船橋リズムセンター

「野に在って野に下らず、俗に在って俗に流されず」。こだわりなし、怒りなし、浅く、ぶれつつ、無着陸、、、

ADEBISI SHANKのセカンドを聴いてみた

adebisi shankというバンドのセカンドアルバム「This Is the Second Album of a Band Called Adebisi Shank」をダウンロード購入。

This Is the Second Album of a Band Called Adebisi

This Is the Second Album of a Band Called Adebisi

 

しかし身も蓋もない、というかあまりに素っ気ないタイトル。ファーストも「This Is the Album of a Band Called Adebisi Shank」だから一貫してる。アルバムというパッケージにコンセプトを立てる、というのを拒否してるとでも言うのか、そういう意味では、一曲単位で好きにダウンロード購入できてしまう今の時代をストレートに反映している、とも思えたりする。

 

Amazonのレビューだとか商品紹介を見ると、「マスロック」という語が出てくるんだけども、実はよく知らない。

調べてみると、「mathematic rock」で、数学的なロック?わかるようでわからない。

なんでも緻密に構成された、高い演奏技術による変拍子、ポリリズムを取り入れた楽曲を演奏するバンドをそう括るのらしい。

ちょっと前は「ポストロック」と呼ばれていたジャンルの現在進行形だろうか?

ジャズやらプログレッシブロックやらクラウトロックやら、とにかく貪欲にいろんなジャンルの音楽を消化して再構築したもの、という風に理解する。

正しく理解しているわけではないが、個人的な印象では「ポストロック」はどちらかというと頭でこねくり回しているようなインテリ的な側面が合ったように思うが、今の「マスロック」というのは、「ポストロック」がすでに身体に馴染んでしまった世代が、自然に、もはや肉体的に演奏しているように聞こえてくる。

と、こう言う時、「ポストロック」はtortoiseをイメージしていて、「マスロック」はbattlesをイメージしている。

うーん、でも、battlesもまだ頭がいいロックっていう気がするな。

 

その点、adebisi shankは、ポストロックのアプローチを自分たちなりに解釈して云々という理屈っぽいことを抜きにして、ただ、好きな音楽を全部合わせてやってみました、みたいなやんちゃさを感じる。

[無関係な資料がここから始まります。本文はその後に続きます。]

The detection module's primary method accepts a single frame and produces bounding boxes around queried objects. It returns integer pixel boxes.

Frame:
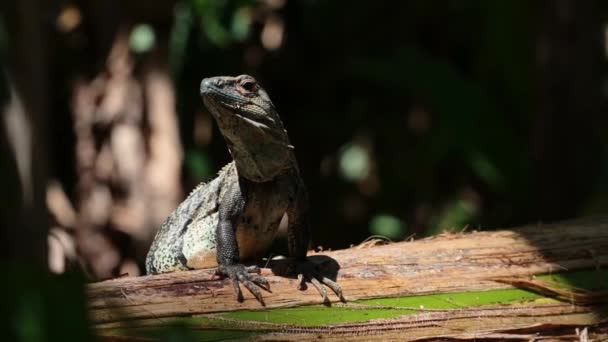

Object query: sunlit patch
[130,24,156,53]
[369,214,405,240]
[261,15,283,50]
[338,143,371,182]
[56,5,81,32]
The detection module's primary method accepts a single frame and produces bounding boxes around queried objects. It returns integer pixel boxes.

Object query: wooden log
[90,217,608,340]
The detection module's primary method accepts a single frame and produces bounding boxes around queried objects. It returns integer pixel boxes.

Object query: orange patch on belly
[185,250,218,269]
[236,227,276,261]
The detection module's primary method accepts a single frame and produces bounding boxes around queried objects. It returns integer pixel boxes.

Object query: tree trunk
[70,21,182,280]
[0,0,49,267]
[91,217,608,340]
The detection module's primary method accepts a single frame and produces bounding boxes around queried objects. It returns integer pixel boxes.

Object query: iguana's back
[145,163,234,274]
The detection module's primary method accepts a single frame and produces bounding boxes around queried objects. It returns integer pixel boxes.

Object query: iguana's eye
[240,81,257,92]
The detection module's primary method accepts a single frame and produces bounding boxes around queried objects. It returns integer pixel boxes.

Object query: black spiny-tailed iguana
[146,75,343,305]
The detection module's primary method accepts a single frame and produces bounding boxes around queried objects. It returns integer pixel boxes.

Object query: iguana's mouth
[213,98,278,130]
[234,113,273,129]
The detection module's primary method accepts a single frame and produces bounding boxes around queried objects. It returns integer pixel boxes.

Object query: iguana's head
[200,75,293,182]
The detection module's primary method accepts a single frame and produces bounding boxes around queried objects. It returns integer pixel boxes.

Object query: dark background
[1,1,607,339]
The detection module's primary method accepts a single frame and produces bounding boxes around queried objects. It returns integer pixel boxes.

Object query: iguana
[146,75,343,305]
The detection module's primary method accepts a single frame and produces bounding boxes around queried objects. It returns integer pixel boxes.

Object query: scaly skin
[146,75,343,305]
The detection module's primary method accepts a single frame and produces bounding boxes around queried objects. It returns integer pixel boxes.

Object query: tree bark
[91,217,608,340]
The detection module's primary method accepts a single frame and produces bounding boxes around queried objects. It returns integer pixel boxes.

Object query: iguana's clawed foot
[293,260,345,303]
[216,264,271,306]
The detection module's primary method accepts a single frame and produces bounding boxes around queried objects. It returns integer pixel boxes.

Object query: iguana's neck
[227,139,293,182]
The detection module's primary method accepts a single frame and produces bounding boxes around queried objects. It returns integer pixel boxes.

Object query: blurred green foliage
[1,265,92,341]
[192,0,255,47]
[185,148,212,179]
[369,214,405,240]
[2,1,608,339]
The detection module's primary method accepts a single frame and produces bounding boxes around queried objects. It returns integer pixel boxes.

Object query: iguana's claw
[217,264,271,306]
[294,261,345,303]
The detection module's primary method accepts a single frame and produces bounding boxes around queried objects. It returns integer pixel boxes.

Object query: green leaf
[185,149,212,179]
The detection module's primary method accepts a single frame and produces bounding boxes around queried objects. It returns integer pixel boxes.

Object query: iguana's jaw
[200,75,293,182]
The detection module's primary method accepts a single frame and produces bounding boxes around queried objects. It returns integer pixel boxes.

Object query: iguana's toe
[293,260,345,303]
[217,264,271,306]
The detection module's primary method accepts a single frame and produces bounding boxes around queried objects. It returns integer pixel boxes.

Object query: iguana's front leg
[287,184,345,302]
[215,182,270,305]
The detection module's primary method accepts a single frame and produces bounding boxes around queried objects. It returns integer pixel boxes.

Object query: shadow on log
[91,217,608,340]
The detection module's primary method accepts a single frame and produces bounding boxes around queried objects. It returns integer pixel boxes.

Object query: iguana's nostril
[200,78,212,93]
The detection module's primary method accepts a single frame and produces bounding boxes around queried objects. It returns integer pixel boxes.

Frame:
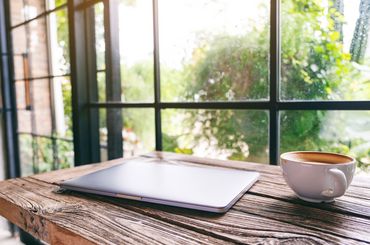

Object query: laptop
[60,157,259,213]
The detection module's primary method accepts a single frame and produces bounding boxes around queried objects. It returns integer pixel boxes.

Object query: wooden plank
[3,178,366,245]
[84,191,368,245]
[31,153,370,219]
[2,152,369,244]
[234,194,370,243]
[0,178,231,245]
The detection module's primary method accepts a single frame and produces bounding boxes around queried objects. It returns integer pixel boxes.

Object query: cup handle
[321,168,347,198]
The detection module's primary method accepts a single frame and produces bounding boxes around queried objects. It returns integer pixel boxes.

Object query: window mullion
[269,0,280,165]
[153,0,162,151]
[104,0,123,159]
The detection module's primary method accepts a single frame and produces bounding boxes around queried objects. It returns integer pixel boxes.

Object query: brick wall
[11,0,52,136]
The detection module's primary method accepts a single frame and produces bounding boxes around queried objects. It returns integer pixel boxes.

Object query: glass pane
[162,109,269,163]
[281,0,370,101]
[10,0,25,26]
[56,139,74,169]
[15,81,28,110]
[99,108,155,160]
[119,0,154,102]
[10,0,46,26]
[97,71,106,102]
[16,79,52,135]
[12,17,49,79]
[53,76,73,137]
[47,0,67,10]
[19,135,73,176]
[280,110,370,171]
[48,9,70,75]
[95,2,105,71]
[12,26,27,80]
[17,110,32,133]
[160,0,270,102]
[33,136,54,173]
[19,134,33,176]
[33,79,53,135]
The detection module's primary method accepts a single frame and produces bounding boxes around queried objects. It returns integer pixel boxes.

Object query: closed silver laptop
[60,157,259,213]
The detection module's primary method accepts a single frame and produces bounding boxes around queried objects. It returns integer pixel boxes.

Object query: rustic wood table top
[0,151,369,244]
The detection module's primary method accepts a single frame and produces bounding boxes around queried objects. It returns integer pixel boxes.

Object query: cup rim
[280,151,355,166]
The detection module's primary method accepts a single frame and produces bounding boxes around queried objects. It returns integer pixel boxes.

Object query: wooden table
[0,152,369,244]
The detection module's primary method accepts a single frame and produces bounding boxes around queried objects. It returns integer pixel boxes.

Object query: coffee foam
[282,152,353,165]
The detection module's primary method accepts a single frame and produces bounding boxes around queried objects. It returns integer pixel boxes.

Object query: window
[9,0,72,175]
[2,0,370,173]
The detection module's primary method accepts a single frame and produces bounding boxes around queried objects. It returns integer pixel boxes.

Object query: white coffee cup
[280,151,356,203]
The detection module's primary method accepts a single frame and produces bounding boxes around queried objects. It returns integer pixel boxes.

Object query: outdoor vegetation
[16,0,370,174]
[117,0,370,170]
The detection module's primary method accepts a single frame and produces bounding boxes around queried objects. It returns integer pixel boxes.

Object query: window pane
[12,17,49,79]
[119,0,154,102]
[47,0,67,10]
[53,76,73,137]
[281,0,370,101]
[280,110,370,171]
[97,71,106,102]
[32,79,53,135]
[10,0,46,26]
[160,0,270,102]
[19,135,72,176]
[162,109,269,163]
[12,25,27,80]
[15,77,71,137]
[15,79,52,135]
[19,135,54,176]
[94,2,105,71]
[15,81,29,110]
[56,139,74,169]
[99,108,155,160]
[19,134,33,176]
[48,9,70,75]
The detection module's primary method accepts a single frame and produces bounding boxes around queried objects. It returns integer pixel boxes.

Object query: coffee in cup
[280,151,356,203]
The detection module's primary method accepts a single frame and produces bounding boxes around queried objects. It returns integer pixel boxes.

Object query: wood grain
[0,152,369,244]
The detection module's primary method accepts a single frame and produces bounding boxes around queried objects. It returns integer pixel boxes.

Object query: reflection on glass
[99,108,155,160]
[162,109,269,163]
[119,0,154,102]
[281,0,370,101]
[280,110,370,171]
[159,0,269,102]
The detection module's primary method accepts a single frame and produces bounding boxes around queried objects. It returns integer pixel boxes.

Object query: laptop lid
[60,157,259,213]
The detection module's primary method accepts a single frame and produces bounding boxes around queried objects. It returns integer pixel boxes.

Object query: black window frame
[0,0,74,175]
[2,0,370,174]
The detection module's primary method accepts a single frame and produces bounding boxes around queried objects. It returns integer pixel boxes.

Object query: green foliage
[28,0,370,172]
[183,35,268,101]
[161,0,370,170]
[121,61,154,102]
[281,0,352,100]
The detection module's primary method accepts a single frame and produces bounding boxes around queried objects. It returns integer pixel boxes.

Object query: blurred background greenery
[17,0,370,174]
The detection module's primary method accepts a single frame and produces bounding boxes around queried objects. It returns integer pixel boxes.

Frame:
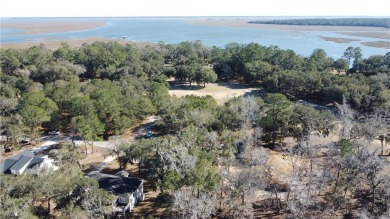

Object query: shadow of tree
[81,162,102,174]
[168,81,205,90]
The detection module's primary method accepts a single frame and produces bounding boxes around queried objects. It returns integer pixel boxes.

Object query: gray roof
[10,149,34,159]
[0,149,42,174]
[94,173,143,196]
[9,155,33,172]
[0,158,18,174]
[27,157,45,169]
[0,150,34,174]
[36,154,48,158]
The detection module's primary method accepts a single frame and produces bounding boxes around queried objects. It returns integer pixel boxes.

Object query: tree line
[249,18,390,28]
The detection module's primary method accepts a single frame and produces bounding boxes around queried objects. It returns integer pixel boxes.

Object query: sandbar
[361,41,390,49]
[1,21,108,35]
[337,31,390,40]
[320,36,360,43]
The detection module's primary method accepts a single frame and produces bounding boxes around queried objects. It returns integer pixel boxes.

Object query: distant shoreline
[190,18,390,49]
[249,18,390,29]
[190,18,390,32]
[0,37,156,50]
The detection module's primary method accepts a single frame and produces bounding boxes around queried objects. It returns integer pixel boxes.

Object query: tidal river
[1,17,389,58]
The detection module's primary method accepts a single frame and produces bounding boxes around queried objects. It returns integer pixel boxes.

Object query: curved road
[36,116,159,150]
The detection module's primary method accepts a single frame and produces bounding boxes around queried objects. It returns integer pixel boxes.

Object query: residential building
[91,171,144,216]
[0,149,58,175]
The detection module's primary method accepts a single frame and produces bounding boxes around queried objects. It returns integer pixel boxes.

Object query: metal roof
[27,157,45,169]
[0,150,43,174]
[9,155,34,172]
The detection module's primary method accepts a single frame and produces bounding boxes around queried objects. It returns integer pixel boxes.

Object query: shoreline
[0,37,156,50]
[3,33,388,51]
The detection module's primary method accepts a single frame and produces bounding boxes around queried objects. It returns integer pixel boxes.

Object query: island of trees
[1,40,390,218]
[248,18,390,28]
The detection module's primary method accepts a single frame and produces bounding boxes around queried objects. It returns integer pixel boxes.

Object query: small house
[0,149,58,175]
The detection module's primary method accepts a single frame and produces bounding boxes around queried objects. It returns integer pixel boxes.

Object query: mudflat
[190,18,390,40]
[1,21,108,35]
[337,31,390,40]
[361,41,390,49]
[319,36,360,43]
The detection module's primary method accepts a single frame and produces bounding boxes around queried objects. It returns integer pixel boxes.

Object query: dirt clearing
[168,81,262,104]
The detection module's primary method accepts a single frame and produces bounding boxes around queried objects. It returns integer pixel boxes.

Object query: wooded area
[1,41,390,218]
[249,18,390,28]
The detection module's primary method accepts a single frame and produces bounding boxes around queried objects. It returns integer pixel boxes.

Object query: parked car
[48,130,60,135]
[145,131,153,139]
[32,146,51,155]
[19,139,30,144]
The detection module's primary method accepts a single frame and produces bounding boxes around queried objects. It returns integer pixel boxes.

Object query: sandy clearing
[1,21,108,35]
[168,82,260,105]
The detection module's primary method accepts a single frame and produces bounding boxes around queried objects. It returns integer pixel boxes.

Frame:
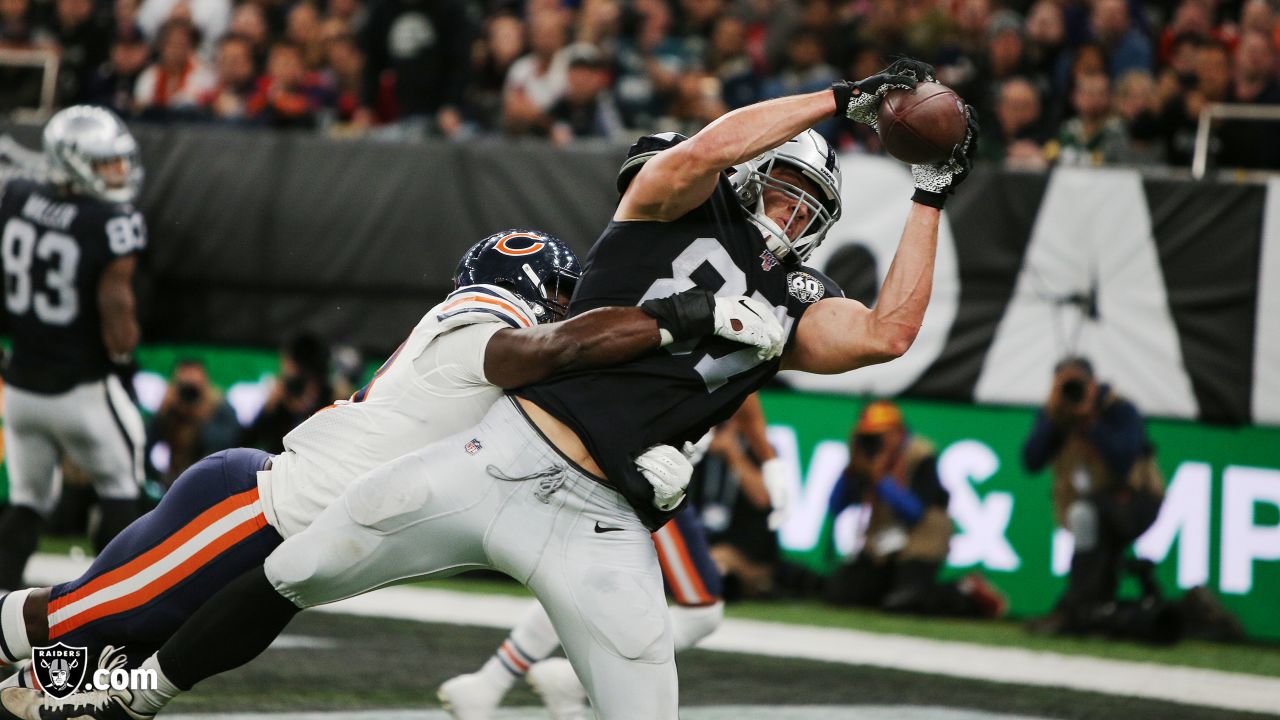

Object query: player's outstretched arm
[784,202,939,374]
[98,255,140,362]
[483,290,784,389]
[616,62,931,224]
[784,109,978,375]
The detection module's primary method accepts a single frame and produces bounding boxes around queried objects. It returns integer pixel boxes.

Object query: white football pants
[263,396,677,719]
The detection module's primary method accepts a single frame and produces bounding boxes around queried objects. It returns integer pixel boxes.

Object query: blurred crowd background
[2,0,1279,167]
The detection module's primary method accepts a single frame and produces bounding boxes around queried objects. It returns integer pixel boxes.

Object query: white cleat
[436,672,503,720]
[526,658,589,720]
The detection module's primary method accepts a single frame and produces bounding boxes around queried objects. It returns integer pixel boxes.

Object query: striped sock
[0,589,34,665]
[477,637,539,692]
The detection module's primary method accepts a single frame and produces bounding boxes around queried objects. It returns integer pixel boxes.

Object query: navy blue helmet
[454,229,582,323]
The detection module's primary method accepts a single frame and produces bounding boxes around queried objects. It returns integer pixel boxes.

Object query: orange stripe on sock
[655,524,713,606]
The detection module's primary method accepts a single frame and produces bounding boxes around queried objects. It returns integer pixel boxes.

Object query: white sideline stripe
[45,505,263,628]
[26,554,1280,715]
[163,706,1054,720]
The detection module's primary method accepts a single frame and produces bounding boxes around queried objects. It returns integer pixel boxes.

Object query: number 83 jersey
[519,159,842,530]
[0,179,146,393]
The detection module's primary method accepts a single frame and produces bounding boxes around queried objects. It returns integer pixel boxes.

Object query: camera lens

レッチリとかフィッシュボーンとかの、ミクスチャーロックと言われてたバンドにむしろ近い感じがする。

頭で考えるよりも先に手が動いている。

とっ散らかってる面白さ。


シンセサイザーがカラッと陽気な80年代を連想させるような曲があれば(INTERNATIONAL DREAMBEAT、BONES)、ファウストだかノイ!だかを連想させるフィジカルなループが気持ちいい曲があったり(GENKI SHANK、FRUNK)、妙なエキゾチックな曲もある*1。てんでバラバラのようでいて、でも通底しているのはポジティブなやんちゃさ。

ああ、バンド全体のイメージが、DEVOなんかと近い気もする。

やんちゃでフリーキーなんだけど、そういうアティテュードがどこかシニカルに見える、とこが。